• If you’d like more of your assets to go to family and less to taxes

  • If you want to assure the right people get the right parts of your property

  • If you would prefer Uncle Bob and Aunt Mary inherit your estate rather than Uncle Sam

There are a few things you should do now.

But if you don’t plan for it, don’t worry…..
Uncle Sam will be happy to help!

Estate planning is the process of planning for the disposal of property during life, at death, and after death in a manner that best carries out a person’s desires, while minimizing income, gift and death taxes. The following list contains common matters you need to arrange for, part of a comprehensive estate planning package.


  • A.  Prepare a Will

  • B.  Write a Limited Power of Attorney (with Durable provision)

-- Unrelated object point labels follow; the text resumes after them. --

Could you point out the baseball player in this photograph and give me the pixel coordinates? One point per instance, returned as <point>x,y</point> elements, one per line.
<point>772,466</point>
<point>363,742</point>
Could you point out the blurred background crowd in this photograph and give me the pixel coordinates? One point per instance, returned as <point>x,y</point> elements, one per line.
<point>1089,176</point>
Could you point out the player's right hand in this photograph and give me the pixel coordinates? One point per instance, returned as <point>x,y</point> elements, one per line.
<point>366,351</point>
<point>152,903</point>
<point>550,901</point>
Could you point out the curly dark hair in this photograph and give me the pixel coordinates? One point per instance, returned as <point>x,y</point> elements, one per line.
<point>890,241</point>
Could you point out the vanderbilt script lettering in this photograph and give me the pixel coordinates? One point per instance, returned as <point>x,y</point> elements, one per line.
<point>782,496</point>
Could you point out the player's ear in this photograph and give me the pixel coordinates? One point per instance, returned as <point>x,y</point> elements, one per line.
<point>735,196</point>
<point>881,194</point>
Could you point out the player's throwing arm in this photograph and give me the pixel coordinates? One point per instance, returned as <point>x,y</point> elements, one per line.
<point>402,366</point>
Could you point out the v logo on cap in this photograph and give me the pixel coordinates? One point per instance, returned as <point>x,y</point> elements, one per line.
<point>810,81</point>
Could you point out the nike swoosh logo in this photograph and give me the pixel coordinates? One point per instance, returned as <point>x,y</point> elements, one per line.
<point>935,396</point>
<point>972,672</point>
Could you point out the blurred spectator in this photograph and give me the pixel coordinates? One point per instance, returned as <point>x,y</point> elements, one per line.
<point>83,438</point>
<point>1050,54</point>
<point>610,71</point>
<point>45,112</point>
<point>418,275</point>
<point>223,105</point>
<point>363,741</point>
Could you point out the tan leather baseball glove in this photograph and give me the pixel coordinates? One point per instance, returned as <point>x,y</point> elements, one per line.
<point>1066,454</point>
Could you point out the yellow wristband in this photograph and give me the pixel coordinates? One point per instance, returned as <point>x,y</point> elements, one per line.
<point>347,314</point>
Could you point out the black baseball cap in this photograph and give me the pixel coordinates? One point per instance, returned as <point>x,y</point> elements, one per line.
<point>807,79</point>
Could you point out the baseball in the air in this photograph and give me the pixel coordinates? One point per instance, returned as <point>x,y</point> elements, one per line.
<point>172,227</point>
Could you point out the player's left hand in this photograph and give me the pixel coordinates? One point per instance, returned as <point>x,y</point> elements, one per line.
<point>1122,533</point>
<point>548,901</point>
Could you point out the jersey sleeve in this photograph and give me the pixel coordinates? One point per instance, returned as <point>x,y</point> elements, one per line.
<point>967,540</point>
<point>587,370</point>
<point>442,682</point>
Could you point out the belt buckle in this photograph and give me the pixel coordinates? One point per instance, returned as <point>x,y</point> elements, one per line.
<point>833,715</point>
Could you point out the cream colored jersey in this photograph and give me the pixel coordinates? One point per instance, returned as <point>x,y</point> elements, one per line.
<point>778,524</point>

  • C.  Draw up a Durable Power of Attorney for Health Care

  • D.  Consider a Living Will

  • E.  Estate Financial and Tax Planning


A will at a minimum should cover:

  • Payment of debts and funeral expenses

  • Disposition of assets

  • Appointment of executor/personal representative

  • Appointment of guardian/conservator

Common Problems found in wills include:

  • Naming the wrong executor/personal representative

    • Such as a family member who may lack expertise. Besides handling the estate in a manner consistent with your wishes, the executor is personally responsible for the estate-tax filings and if done improperly may be liable for the estate taxes. Family members are often too emotionally upset to do a competent job and may not be able to make tough decisions.
    • Naming a lawyer can be a problem if the attorney is not privy to important details of estate.
    • Not informing the person you have named as executor is another common problem. Be sure they want and will take the job.
    • The Executor, or what is now commonly known as the Personal Representative, may not understand or be aware of all the related duties of the job.
  • Out-of-Date Will

    • Tax law changes occur all the time. Check this annually.
    • If you move to another state the laws of the new state will take precedence.
    • Changes in bequests and/or assets must be noted and accounted for.
  • Storing your will in an inaccessible place

    • If you use a safe deposit box you could cause your heirs a lot of trouble since these are routinely sealed upon death in some states.
    • Fire-safes without keys or unknown combinations hamper the process.
    • Simply storing the will in any unknown location may cause the state to step in and take control, under the false assumption no will exists.


Durable Provision — This designates someone to handle your finances if you can’t.


Similar to the limited, this designates someone to make health care decisions if you become too ill to do so yourself.


This states your wishes concerning life-prolonging medical procedures, relieving loved ones of the trauma of having to make life and death decisions for you. This is also where you would specify if you wish to be an organ donor and which organs you would make available.


Ask a tax or estate planning professional for examples of what to do and what to avoid to insure your wishes are met and tax consequences are kept to a minimum. First, you will need to find out if you have a problem. Then meet with an accountant, attorney, etc. to chart a course of action.